ADR-026: Intent Classification System for LLM Inference Management
Status: Accepted Date: 2026-01-02 Deciders: Hal Casteel (Founder/CEO/CTO), CODITECT Core Team Technical Story: Enable accurate task routing and disambiguation through systematic intent classification
Context and Problem Statement
The Inference Ambiguity Problem
LLM-based systems face significant challenges when user requests are ambiguous:
- Vague Requests - "Help with the backend" could mean 50+ different actions
- Multiple Valid Interpretations - "Improve the API" has many valid solutions
- Scope Uncertainty - Unclear what's in/out of scope for a request
- Agent Routing - Wrong agent selection leads to suboptimal outputs
Impact: Without intent classification, systems either:
- Guess incorrectly (hallucination risk)
- Ask too many questions (poor UX)
- Produce out-of-scope work (wasted effort)
Related Work
This ADR builds on:
- ADR-007 (Uncertainty Quantification) - Measuring confidence levels
- ADR-008 (MoE Analysis Framework) - Multi-expert routing patterns
- ADR-009 (MoE Judges Framework) - Validation and disambiguation
Academic Research Foundation
Recent research (2024-2025) informs this architecture:
| Paper | Key Insight | Application |
|---|---|---|
| Resolving Ambiguity Through Interaction (NAACL 2025) | Three-stage pipeline: identify ambiguous inputs, generate clarification questions, predict output with clarification | Classification pipeline stages |
| Ambiguity in LLMs is a Concept Missing Problem (arXiv 2025) | Sample multiple outputs to identify ambiguity via consistency analysis | Confidence calculation via sampling |
| Aligning Language Models to Handle Ambiguity (arXiv 2024) | Tree-of-Clarification (ToC) refines ambiguity within inputs | Structured clarification generation |
| Bridging Gap Between LLMs and Human Intentions (arXiv 2025) | LLMs struggle with ambiguous inputs, defaulting to training data preferences | Context enrichment to override defaults |
| Symbolic MoE: Adaptive Skill-based Routing (arXiv 2025) | Infer discrete skills needed to solve a problem for expert selection | Domain and action_type classification |
Decision Drivers
- Accuracy - Correctly interpret user intent >90% of the time
- Efficiency - Minimize clarification questions while maintaining accuracy
- Traceability - Document why specific interpretations were chosen
- Integration - Work with existing MoE router and agent framework
Considered Options
Option 1: Rule-Based Classification (Rejected)

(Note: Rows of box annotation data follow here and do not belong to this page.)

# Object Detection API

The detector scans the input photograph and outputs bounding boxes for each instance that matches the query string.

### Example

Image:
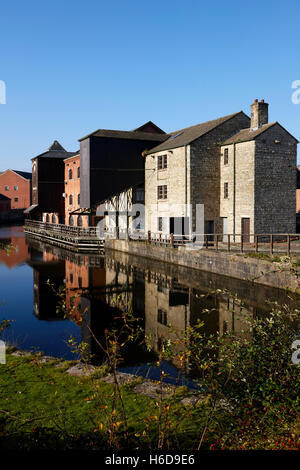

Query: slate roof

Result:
[11,170,32,180]
[0,194,11,201]
[144,111,250,155]
[79,129,168,142]
[0,168,32,180]
[222,121,298,145]
[31,140,79,160]
[132,121,165,134]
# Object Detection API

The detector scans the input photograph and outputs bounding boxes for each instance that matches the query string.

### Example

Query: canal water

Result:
[0,227,298,374]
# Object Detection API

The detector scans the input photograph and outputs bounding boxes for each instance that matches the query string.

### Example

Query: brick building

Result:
[64,154,89,227]
[0,169,31,210]
[25,140,78,223]
[0,194,11,215]
[144,100,298,236]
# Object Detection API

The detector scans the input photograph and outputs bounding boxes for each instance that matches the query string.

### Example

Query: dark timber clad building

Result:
[79,121,168,208]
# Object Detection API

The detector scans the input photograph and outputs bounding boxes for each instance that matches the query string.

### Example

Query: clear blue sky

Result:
[0,0,300,170]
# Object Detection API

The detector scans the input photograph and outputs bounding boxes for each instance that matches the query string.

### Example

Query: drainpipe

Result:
[183,145,191,235]
[233,144,236,241]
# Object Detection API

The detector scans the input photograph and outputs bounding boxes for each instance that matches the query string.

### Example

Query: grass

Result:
[0,353,300,450]
[0,353,211,449]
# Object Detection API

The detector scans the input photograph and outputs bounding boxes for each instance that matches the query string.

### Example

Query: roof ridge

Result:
[168,110,244,136]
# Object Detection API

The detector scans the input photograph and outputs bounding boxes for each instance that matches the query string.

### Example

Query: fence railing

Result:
[25,220,98,238]
[25,220,300,255]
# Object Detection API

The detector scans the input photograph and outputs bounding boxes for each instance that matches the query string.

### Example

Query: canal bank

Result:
[105,240,299,291]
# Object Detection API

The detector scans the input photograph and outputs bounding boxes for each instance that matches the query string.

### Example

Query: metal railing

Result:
[25,220,300,255]
[25,220,98,238]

- Keyword matching and regex patterns
- Pro: Fast, deterministic
- Con: Brittle, doesn't handle novel requests
Option 2: Embedding-Based Similarity (Partial)
- Compare request embeddings to known intent clusters
- Pro: Handles paraphrasing well
- Con: Requires training data, doesn't use context
Option 3: Context-Aware Multi-Signal Classification (Chosen)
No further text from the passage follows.